Financiële gevolgen ongeldig ontslag op staande voet
Ontslag op staande voet is snel gegeven. Dat is voor werkgever en werknemer het begin van procedures waarbij de werkgever vaak aan het kortste eind trekt – in ieder geval financieel. Linksom of rechtsom eindigt de arbeidsovereenkomst desondanks meestal wel, maar dat heeft zijn prijs. Zo ervaart ook een Limburgs schoonmaakbedrijf.
De werkgever uitte eind 2016 kritiek op het functioneren van een meer dan 12 jaar in dienst zijnde werknemer. Na een ziekmelding van werknemer, volgden gesprekken over een beëindigingsregeling. Zonder succes. De werkgever sommeert de werknemer weer te komen werken, maar die komt niet meer en meldt zich weer ziek. De werkgever geeft ontslag op staande voet, wegens herhaalde werkweigering.
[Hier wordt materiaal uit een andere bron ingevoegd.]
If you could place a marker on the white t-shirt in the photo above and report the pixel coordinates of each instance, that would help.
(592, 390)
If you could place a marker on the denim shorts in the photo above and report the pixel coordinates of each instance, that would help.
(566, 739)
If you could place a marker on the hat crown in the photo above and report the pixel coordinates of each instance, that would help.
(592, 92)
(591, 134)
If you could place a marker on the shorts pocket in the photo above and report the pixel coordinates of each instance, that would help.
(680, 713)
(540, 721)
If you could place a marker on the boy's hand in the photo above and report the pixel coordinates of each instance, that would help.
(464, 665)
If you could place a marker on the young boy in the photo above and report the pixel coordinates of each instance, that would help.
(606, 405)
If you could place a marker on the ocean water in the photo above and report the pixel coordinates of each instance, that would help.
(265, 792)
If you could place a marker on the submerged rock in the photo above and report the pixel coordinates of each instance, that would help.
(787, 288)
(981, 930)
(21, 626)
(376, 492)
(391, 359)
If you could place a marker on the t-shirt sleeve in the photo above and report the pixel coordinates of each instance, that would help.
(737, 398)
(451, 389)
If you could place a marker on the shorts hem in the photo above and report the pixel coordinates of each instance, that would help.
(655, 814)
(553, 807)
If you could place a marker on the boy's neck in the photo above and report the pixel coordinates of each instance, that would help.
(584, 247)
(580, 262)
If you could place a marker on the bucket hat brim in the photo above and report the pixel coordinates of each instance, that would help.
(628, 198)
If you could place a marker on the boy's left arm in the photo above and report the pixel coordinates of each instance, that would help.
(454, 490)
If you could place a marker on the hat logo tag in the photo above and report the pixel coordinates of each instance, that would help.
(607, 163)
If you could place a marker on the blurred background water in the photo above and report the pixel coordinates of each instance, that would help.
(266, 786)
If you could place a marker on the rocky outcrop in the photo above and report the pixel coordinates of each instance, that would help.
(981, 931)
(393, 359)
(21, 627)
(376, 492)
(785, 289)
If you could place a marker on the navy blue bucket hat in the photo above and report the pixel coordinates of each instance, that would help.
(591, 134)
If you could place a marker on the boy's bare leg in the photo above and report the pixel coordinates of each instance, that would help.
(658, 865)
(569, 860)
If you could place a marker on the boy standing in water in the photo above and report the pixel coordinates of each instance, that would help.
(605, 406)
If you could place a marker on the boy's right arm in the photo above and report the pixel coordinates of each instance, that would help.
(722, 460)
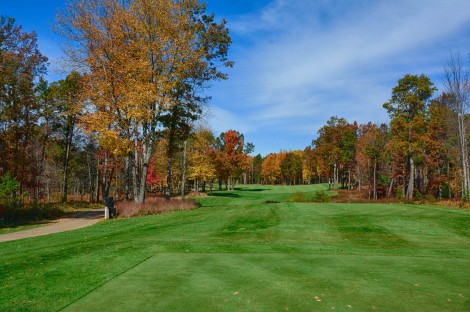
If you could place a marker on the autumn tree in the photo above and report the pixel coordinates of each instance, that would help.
(407, 109)
(292, 167)
(371, 151)
(457, 84)
(144, 58)
(231, 157)
(336, 146)
(203, 165)
(441, 154)
(21, 67)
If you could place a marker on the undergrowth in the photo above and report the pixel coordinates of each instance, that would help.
(154, 205)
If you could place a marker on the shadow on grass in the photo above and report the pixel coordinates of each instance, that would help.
(250, 190)
(222, 194)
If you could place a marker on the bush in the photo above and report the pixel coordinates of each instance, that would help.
(298, 197)
(321, 197)
(399, 193)
(8, 188)
(155, 205)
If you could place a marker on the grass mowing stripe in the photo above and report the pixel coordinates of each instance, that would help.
(101, 285)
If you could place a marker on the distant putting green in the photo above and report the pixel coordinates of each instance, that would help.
(249, 250)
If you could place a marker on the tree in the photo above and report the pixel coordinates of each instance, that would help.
(143, 59)
(231, 156)
(291, 168)
(65, 97)
(21, 67)
(407, 109)
(335, 146)
(203, 167)
(457, 84)
(371, 147)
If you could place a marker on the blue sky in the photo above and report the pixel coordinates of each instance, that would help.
(299, 62)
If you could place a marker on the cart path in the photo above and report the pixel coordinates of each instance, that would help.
(76, 221)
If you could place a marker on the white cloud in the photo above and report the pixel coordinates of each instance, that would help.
(308, 60)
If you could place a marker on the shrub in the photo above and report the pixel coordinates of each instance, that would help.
(154, 205)
(399, 193)
(298, 197)
(272, 202)
(321, 197)
(8, 188)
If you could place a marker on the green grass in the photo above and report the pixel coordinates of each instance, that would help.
(252, 249)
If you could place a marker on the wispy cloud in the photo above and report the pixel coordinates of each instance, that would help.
(304, 61)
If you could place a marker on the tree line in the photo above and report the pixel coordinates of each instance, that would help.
(125, 121)
(127, 109)
(423, 150)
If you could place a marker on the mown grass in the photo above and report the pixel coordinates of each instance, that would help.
(239, 253)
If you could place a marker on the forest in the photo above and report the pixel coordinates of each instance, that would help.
(127, 120)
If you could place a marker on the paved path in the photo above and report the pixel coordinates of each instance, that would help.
(76, 221)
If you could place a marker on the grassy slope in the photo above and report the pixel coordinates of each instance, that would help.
(238, 253)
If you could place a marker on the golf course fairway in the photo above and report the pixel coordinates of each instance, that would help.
(252, 249)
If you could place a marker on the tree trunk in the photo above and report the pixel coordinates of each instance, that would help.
(127, 187)
(183, 178)
(169, 164)
(66, 169)
(410, 189)
(464, 157)
(335, 176)
(91, 178)
(375, 178)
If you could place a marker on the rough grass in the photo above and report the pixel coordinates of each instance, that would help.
(238, 253)
(153, 205)
(28, 216)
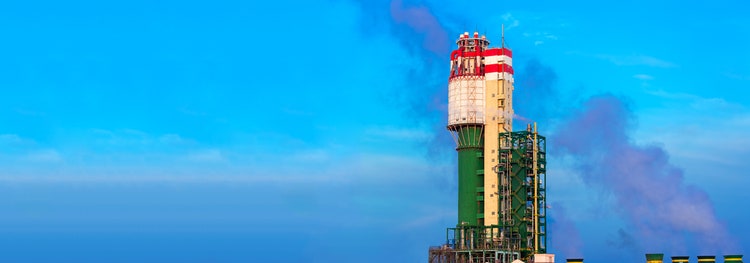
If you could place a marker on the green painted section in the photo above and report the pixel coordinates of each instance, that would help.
(733, 258)
(654, 256)
(470, 174)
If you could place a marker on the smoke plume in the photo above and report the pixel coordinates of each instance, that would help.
(535, 97)
(648, 191)
(564, 233)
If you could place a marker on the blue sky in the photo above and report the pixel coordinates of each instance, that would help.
(287, 131)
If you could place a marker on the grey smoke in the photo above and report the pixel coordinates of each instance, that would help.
(564, 235)
(649, 192)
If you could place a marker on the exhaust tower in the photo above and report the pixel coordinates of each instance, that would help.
(501, 173)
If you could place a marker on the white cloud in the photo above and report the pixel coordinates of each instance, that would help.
(10, 139)
(510, 20)
(636, 60)
(643, 77)
(209, 155)
(44, 156)
(396, 133)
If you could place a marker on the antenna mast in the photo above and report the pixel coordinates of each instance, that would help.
(502, 36)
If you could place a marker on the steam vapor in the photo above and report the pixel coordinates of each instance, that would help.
(648, 191)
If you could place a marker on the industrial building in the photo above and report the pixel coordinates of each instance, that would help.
(501, 173)
(502, 179)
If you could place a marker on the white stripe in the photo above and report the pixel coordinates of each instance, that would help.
(498, 59)
(498, 75)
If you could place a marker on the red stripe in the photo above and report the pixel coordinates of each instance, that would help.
(486, 53)
(498, 52)
(498, 68)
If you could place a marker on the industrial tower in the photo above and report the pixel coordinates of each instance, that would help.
(501, 173)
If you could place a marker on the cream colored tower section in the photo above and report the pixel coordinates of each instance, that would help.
(499, 118)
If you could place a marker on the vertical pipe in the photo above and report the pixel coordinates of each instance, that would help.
(536, 191)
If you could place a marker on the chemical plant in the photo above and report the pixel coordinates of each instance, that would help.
(502, 181)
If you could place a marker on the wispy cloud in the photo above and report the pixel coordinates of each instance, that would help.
(394, 133)
(44, 156)
(510, 21)
(208, 155)
(643, 77)
(629, 60)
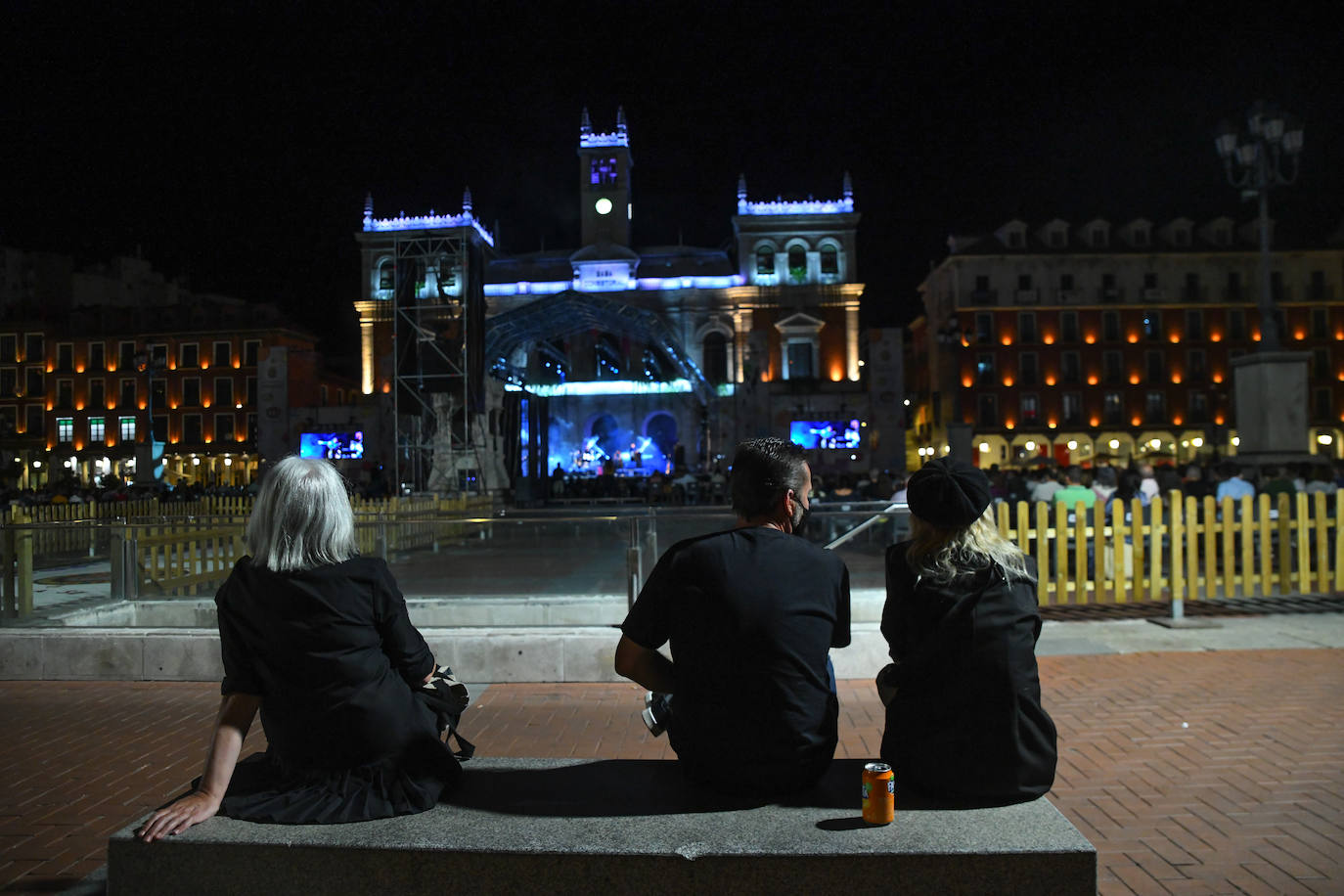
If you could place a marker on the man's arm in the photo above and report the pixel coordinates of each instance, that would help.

De bewijslast van die zo in de ontslagbrief genoemde ontslagreden, moet de werkgever wel kunnen bewijzen.
Werkgever moet ontslagreden bewijzen
En daarop strandt vaak een ontslag op staande voet. Zo ook in dit geval. Voor de rechter staat niet vast dat sprake is van ongeoorloofd werkverzuim, laat staan drie keer, omdat de e-mails van de werkgever over werkhervatting niet erg duidelijk zijn. De werknemer heeft daarom terecht verzocht om vernietiging van het ontslag op staande voet. In principe is de werkgever dus verplicht om de werknemer weer tot het werk toe te laten.
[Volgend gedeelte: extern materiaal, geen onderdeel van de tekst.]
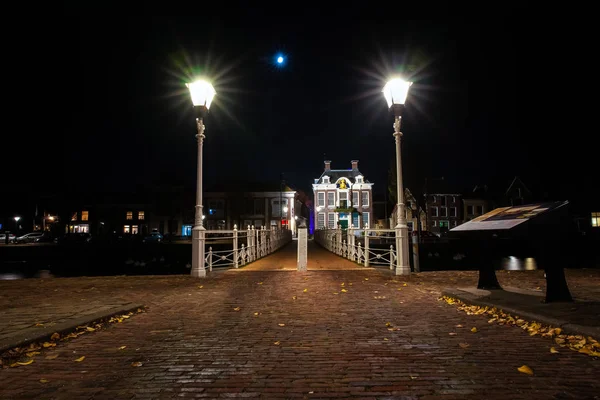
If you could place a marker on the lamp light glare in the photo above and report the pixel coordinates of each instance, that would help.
(202, 92)
(396, 91)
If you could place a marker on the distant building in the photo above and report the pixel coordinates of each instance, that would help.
(342, 197)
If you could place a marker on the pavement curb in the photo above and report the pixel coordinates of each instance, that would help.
(567, 327)
(31, 335)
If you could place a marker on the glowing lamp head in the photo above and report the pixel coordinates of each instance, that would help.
(395, 91)
(202, 93)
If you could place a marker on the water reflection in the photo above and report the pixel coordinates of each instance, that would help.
(519, 264)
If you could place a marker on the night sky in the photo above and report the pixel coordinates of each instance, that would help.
(118, 115)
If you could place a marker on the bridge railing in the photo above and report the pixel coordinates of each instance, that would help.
(367, 247)
(235, 248)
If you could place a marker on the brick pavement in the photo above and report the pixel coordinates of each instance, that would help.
(193, 343)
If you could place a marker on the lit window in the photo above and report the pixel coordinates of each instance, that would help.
(364, 199)
(596, 220)
(330, 199)
(321, 199)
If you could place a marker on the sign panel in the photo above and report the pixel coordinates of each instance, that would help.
(507, 217)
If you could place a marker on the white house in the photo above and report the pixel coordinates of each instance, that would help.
(342, 197)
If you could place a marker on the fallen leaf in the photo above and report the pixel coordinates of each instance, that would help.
(525, 369)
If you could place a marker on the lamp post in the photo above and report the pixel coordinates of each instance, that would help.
(202, 93)
(395, 92)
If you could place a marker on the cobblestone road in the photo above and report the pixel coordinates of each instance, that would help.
(295, 335)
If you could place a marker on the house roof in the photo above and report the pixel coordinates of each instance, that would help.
(335, 174)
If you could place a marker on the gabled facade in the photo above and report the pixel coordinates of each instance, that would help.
(343, 197)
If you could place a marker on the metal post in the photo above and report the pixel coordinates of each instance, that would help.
(198, 231)
(403, 263)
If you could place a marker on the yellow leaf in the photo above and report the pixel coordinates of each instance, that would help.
(526, 370)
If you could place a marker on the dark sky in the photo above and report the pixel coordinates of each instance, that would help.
(118, 114)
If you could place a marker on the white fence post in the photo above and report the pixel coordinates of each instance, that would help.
(236, 263)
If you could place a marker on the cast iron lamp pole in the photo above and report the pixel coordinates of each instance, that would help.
(395, 92)
(202, 95)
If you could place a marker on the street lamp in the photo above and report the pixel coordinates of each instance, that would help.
(202, 93)
(395, 92)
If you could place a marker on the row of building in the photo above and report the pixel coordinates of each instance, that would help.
(340, 198)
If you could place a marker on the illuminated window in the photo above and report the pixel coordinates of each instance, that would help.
(321, 199)
(596, 220)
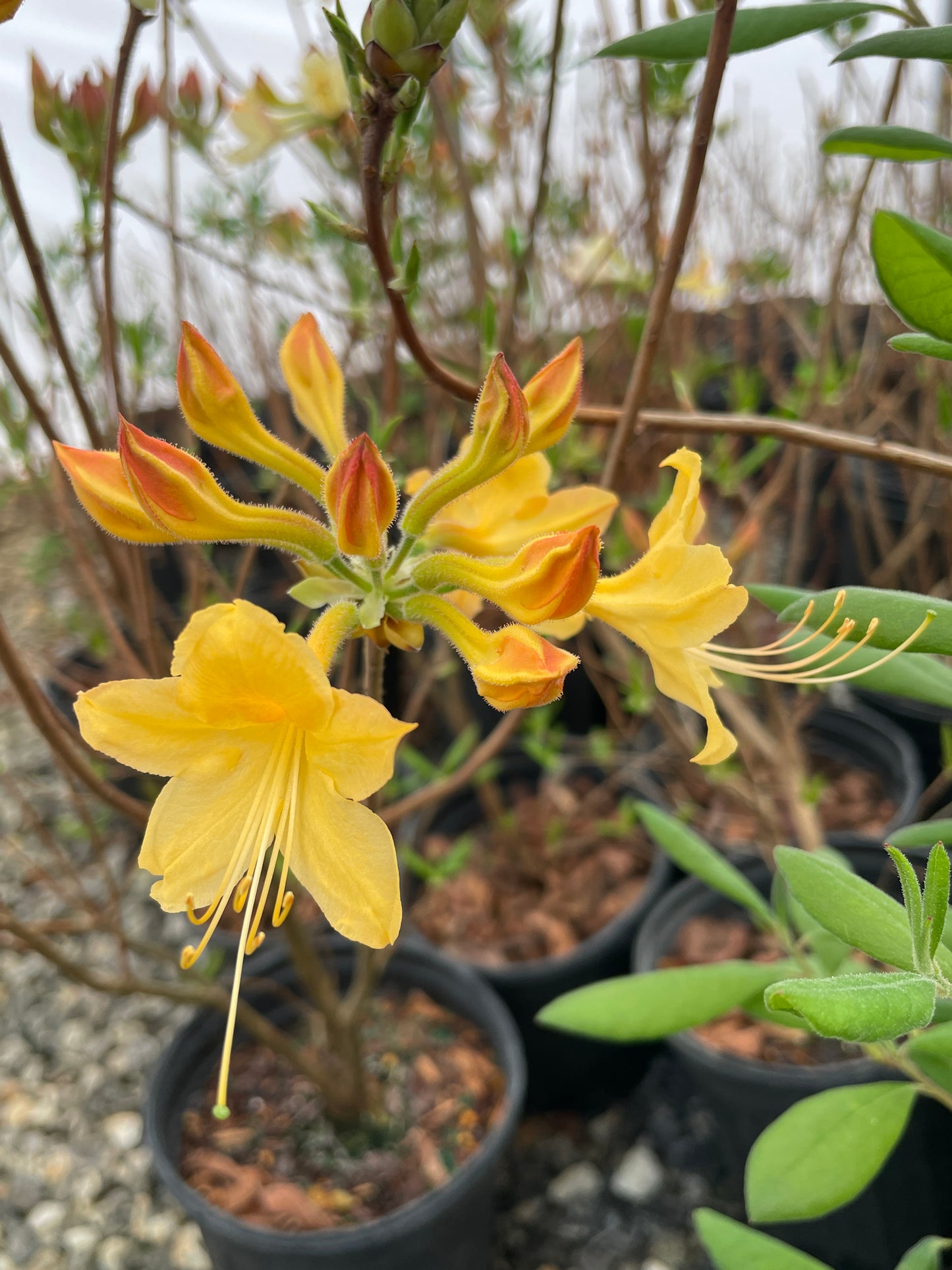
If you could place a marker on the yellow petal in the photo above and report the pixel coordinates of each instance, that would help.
(683, 508)
(345, 856)
(197, 822)
(141, 723)
(675, 596)
(356, 746)
(245, 668)
(683, 678)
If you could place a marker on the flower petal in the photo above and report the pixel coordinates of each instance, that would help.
(683, 678)
(345, 856)
(142, 723)
(356, 746)
(198, 819)
(245, 668)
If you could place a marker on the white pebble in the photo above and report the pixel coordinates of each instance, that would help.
(46, 1218)
(188, 1250)
(123, 1130)
(575, 1184)
(639, 1176)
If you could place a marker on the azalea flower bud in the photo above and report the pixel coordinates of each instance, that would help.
(512, 667)
(219, 412)
(553, 398)
(550, 578)
(182, 496)
(103, 490)
(501, 428)
(316, 384)
(361, 498)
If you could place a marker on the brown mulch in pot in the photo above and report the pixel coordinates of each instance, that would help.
(556, 868)
(705, 940)
(278, 1163)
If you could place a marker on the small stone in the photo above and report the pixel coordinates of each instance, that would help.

Voorwaardelijke ontbinding als escape
Zo ver komt het niet, omdat het verzoek om voorwaardelijke ontbinding van de werkgever slaagt. Dit schoonmaakbedrijf maakt namelijk de verstandige keuze om de rechter te vragen de arbeidsovereenkomst wegens een verstoorde relatie te ontbinden, voor het geval dat het ontslag op staande voet ongeldig zou zijn. Aan deze voorwaarde is als gezegd voldaan. En volgens de kantonrechter is de arbeidsrelatie ook onherstelbaar verstoord – voornamelijk overigens omdat de werknemer tijdens de zitting erkende dat hij niet meer terug kan keren op het werk.
Ongeldig ontslag heeft z’n prijs
Het gegeven ontslag op staande voet per 1 november 2016 gaat dus van tafel, en de arbeidsovereenkomst wordt voorwaardelijk ontbonden per 1 april 2017, mét de wettelijke transitievergoeding. Dit kost de werkgever dus vijf maanden loon, plus wettelijke verhoging van 50% daarover, én een transitievergoeding van in dit geval € 10.000,- bruto.
Voor een werkgever is het soms verstandiger om te kiezen voor een gewone ontbinding wegens een verstoorde arbeidsrelatie of verwijtbaar handelen, in plaats van voor ontslag op staande voet gevolgd door voorwaardelijke ontbinding.